This document presents a design for automatically selecting errata patches for backporting to LTS branches. At this stage we will only concern ourselves with CPU errata workarounds. Below are the steps in chronological order.
Step 1: Patch arrives at integration branch
For every patch that arrives at TF-A/trusted-firmware-a’s integration branch, a script will scan its contents and the commit message to determine the likelihood that it is a CPU errata workaround patch that applies to one of existing LTS branches. The criteria used by this script is discussed below.
If the script determines that this is likely a CPU errata workaround patch then it will go to step 2.
Step 2: Cherry-pick the patch to relevant LTS branches
The script would cherry-pick the integration patch to all relevant LTS branches. Ideally the cherry-pick patch should be such that whenever there is an update made to the original patch, (new “Patchset” in gerrit terminology) on integration branch, the cherry-picked patches also get updated. There is a possibility of merge conflict in which case human intervention will be needed.
Step 3: LTS maintainers get email alerts for the cherry-picked LTS patches
LTS maintainers should subscribe themselves to changes to LTS branches by going to User Settings in Gerrit UI. Upon receiving email alert, maintainers can see if the auto-cherry-picked patch is indeed a CPU errata patch. If not, then:
- The patch should be abandoned
- The script should be updated to avoid this false positive in future
If it is relevant patch, a maintainer can +1 a custom Gerrit label ‘Maintainer-Checked’. Doing that +1 will:
- Send out email notification to LTS mailing list
- Start CI tests
Step 4: Merge the errata workaround
After due process of reviews, testing. waiting for testing period to end and making sure that the original patch was merged to master branch, the cherry-picked patches will be merged by maintainers to respective LTS branches. If the LTS branch is not a release candidate, e.g. between November and beginning of February, the merging should also automatically create a new tag, e.g. lts-2.8.1 assuming that this is the first patch to LTS branch lts-2.8.0.

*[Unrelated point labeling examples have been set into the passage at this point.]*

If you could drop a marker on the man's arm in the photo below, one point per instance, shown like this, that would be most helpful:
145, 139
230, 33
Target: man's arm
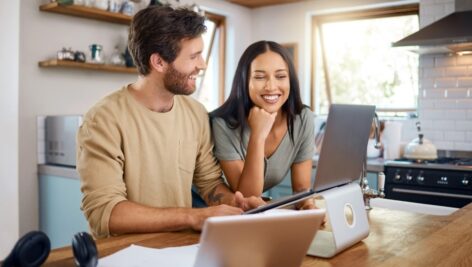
130, 217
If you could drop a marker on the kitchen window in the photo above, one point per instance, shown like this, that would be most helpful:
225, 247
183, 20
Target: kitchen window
354, 62
210, 84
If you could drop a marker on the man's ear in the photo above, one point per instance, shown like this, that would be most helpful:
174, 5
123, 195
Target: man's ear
157, 62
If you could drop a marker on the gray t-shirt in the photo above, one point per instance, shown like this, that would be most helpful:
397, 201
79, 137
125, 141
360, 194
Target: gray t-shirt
276, 167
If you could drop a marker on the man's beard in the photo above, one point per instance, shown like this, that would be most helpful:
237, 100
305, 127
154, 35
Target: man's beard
177, 82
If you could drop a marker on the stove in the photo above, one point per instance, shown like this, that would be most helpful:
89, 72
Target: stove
446, 181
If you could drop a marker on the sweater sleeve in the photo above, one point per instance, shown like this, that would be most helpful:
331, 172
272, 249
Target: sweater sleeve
100, 163
207, 174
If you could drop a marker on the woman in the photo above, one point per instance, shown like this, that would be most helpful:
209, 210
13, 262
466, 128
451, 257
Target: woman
263, 130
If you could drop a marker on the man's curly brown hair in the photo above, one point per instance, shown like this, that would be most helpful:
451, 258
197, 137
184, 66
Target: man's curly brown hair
159, 29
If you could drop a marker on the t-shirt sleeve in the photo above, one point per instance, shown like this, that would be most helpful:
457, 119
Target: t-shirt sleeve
100, 165
226, 141
307, 136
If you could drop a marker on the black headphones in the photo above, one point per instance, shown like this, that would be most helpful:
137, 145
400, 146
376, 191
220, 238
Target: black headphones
33, 249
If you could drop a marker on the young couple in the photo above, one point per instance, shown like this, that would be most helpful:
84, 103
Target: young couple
141, 148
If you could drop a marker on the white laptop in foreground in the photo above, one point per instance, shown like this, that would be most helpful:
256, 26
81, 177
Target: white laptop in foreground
278, 238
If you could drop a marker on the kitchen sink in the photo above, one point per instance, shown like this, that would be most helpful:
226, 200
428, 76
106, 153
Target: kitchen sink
411, 207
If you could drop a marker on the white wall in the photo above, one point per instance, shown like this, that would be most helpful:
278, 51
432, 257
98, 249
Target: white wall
9, 53
65, 91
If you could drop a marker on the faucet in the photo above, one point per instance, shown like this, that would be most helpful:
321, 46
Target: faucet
368, 192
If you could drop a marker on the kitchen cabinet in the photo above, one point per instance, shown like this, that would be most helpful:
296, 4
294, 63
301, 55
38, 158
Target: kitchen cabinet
55, 63
88, 13
60, 197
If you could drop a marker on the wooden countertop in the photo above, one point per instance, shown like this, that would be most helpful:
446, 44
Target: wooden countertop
396, 238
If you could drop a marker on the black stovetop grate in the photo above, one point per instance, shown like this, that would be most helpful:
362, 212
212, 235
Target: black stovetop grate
441, 160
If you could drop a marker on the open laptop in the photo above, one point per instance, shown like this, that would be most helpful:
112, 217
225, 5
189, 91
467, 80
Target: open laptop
342, 153
276, 238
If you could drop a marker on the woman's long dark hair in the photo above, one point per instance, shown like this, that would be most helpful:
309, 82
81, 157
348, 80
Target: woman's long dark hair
235, 110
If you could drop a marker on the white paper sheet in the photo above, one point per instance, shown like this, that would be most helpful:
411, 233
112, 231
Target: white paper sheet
137, 256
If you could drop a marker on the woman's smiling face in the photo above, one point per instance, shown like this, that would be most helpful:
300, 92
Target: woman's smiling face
269, 82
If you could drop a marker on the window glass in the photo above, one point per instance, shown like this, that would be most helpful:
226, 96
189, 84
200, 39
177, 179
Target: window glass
208, 90
363, 68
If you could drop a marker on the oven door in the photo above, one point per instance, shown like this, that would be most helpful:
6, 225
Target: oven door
428, 189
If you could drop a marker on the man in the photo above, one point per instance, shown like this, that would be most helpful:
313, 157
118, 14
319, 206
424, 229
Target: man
141, 148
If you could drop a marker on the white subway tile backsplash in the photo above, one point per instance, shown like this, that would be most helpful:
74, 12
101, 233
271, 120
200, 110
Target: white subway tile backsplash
435, 114
433, 93
455, 114
444, 61
457, 93
463, 146
464, 104
456, 71
444, 145
454, 136
469, 136
426, 103
431, 114
464, 82
463, 125
426, 124
446, 104
464, 60
427, 83
445, 82
445, 93
445, 125
434, 135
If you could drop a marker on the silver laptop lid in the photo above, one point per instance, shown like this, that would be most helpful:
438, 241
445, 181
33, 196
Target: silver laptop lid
344, 145
276, 239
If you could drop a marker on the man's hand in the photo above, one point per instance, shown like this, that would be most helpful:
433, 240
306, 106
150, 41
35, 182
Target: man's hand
247, 203
198, 216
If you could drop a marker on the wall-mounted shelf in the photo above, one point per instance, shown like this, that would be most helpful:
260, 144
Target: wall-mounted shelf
54, 63
86, 12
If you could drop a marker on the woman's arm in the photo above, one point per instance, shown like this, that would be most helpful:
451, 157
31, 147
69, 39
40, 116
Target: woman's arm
301, 180
248, 176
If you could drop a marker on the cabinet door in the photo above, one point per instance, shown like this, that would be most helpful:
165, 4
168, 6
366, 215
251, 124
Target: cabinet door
60, 216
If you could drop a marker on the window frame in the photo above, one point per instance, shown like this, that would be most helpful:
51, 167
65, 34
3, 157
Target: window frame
317, 22
220, 25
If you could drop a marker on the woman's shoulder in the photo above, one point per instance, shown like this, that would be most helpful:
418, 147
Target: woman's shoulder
306, 115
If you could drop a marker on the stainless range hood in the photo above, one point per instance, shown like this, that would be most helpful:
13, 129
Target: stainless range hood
452, 33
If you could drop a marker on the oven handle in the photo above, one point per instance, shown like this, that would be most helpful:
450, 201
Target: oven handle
429, 193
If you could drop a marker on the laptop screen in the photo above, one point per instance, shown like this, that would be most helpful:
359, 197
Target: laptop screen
344, 145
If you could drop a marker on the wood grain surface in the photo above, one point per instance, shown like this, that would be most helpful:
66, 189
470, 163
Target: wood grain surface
396, 239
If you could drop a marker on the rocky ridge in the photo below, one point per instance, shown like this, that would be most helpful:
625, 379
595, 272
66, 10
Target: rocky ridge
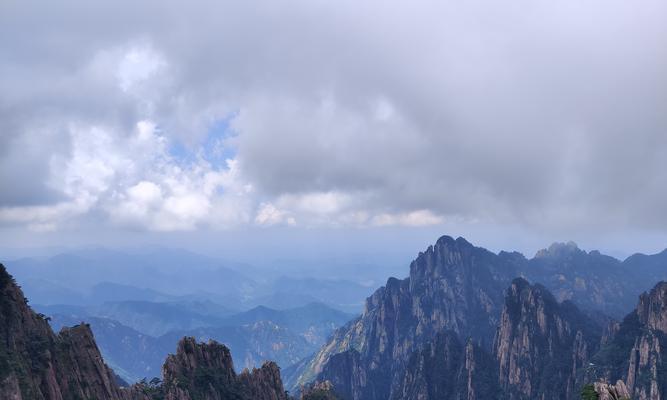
37, 364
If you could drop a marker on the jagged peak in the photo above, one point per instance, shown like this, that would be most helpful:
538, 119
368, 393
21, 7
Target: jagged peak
652, 307
446, 240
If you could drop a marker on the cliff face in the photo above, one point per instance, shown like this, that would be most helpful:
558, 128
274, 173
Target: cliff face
646, 376
205, 371
37, 364
540, 344
452, 286
446, 369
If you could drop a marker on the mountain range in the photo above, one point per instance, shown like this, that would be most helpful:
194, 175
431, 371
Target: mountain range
466, 323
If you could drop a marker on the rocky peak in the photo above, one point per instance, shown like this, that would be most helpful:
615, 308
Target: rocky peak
447, 369
652, 308
540, 343
37, 364
206, 371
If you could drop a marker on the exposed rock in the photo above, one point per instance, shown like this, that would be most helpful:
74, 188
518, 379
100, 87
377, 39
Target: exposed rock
37, 364
452, 286
445, 369
652, 308
607, 391
541, 344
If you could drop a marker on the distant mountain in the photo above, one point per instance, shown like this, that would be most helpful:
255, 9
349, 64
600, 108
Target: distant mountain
540, 344
132, 354
96, 276
542, 340
284, 336
156, 319
206, 371
37, 364
290, 292
138, 275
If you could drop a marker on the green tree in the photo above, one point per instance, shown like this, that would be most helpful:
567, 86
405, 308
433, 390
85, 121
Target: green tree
588, 393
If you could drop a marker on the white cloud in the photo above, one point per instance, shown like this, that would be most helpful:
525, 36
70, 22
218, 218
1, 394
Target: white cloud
340, 114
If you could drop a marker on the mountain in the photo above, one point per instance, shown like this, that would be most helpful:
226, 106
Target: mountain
540, 344
284, 336
157, 319
448, 369
592, 280
540, 340
290, 292
146, 275
205, 371
132, 354
37, 364
453, 285
314, 321
636, 354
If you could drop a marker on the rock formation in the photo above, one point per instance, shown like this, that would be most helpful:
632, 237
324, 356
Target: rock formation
541, 344
37, 364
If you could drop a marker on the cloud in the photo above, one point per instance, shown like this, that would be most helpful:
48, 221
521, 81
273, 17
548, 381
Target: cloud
541, 114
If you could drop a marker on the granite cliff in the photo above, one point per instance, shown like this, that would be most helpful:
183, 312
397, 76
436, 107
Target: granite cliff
37, 364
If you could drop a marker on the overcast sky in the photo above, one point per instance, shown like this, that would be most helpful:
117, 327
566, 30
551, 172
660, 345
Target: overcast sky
513, 122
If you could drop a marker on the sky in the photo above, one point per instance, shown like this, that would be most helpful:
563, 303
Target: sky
333, 127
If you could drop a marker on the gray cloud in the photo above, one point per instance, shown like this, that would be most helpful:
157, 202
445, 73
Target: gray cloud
548, 115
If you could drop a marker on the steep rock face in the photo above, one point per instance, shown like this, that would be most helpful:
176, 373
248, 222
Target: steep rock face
635, 354
607, 391
446, 369
37, 364
452, 286
540, 344
205, 371
652, 308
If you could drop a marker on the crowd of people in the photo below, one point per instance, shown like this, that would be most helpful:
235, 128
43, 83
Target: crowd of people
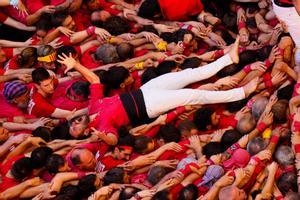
149, 99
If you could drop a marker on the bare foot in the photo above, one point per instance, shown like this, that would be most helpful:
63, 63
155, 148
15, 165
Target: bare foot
234, 51
251, 86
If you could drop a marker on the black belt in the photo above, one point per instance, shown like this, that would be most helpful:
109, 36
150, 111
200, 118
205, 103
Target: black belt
286, 5
135, 107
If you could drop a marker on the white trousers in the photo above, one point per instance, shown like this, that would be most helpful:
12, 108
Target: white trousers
292, 20
165, 92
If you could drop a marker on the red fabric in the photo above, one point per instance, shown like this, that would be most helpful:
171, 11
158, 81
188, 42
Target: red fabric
3, 17
178, 10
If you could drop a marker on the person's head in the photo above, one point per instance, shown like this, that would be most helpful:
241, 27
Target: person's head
47, 56
107, 53
123, 152
279, 110
4, 134
166, 67
116, 175
42, 132
83, 159
79, 91
155, 174
116, 25
56, 163
169, 133
63, 19
256, 145
284, 155
258, 107
78, 126
143, 144
27, 58
206, 118
21, 169
232, 193
149, 9
125, 51
16, 92
39, 157
43, 81
128, 192
246, 123
116, 77
189, 192
230, 137
212, 148
88, 184
193, 62
287, 182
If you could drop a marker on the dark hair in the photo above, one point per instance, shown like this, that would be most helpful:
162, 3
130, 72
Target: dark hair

Criteria for detecting CPU errata patches
From Bipin Ravi:
//Adding cases I found by searching for errata in the past/present. Might be a good start for the script. We will enforce following (1) for CPU erratum
going forward but might need to enforce something similar for platform errata.
- "fix(cpus)" - Current convention for commit headers for cpu errata. Also, there is mention of word "workaround" in commit header and "SDEN"/"sden" in the commit message.
"revert(cpus)" - Rare but when there is a change to the applicability of an existing erratum, there is a recent instance of this for A77. Also, there is mention of word SDEN in the commit message to filter further in these cases
- "fix(errata)" - Previous convention for commit headers. Also, there is mention of word "SDEN" in the commit message. For consistency check, can
do a OR of of these 2 strings and get the list and cross check if we get the same set of patches for an AND of the two words.
- Before TF-A started following conventional commit, I see the word "workaround" or "errata or "erratum" or "erratas" used in commit messages. I would use
case-insensitive word searches to be safe so we don’t miss out. We can find the exceptions and refine the search.
- "lib/cpus" & "lib: cpu:" Find these in the commit header along with "errata" or "workaround" in the commit message.
From Okash Khawaja:
//For CPU errata, I think we should also add following two strings as strong indicators of errata workaround:
- "report_errata ERRATA" in a lib/cpus/aarch../*.S file
- New paragraph starting with "ERRATA_" in docs/design/cpu-specific-build-macros.rst file
In the end we can have a (very crude) score assigned depending upon how likely a patch is CPU errata W/A. We can add that score in the notification email that gets sent when our script finds the matching patch on integration branch.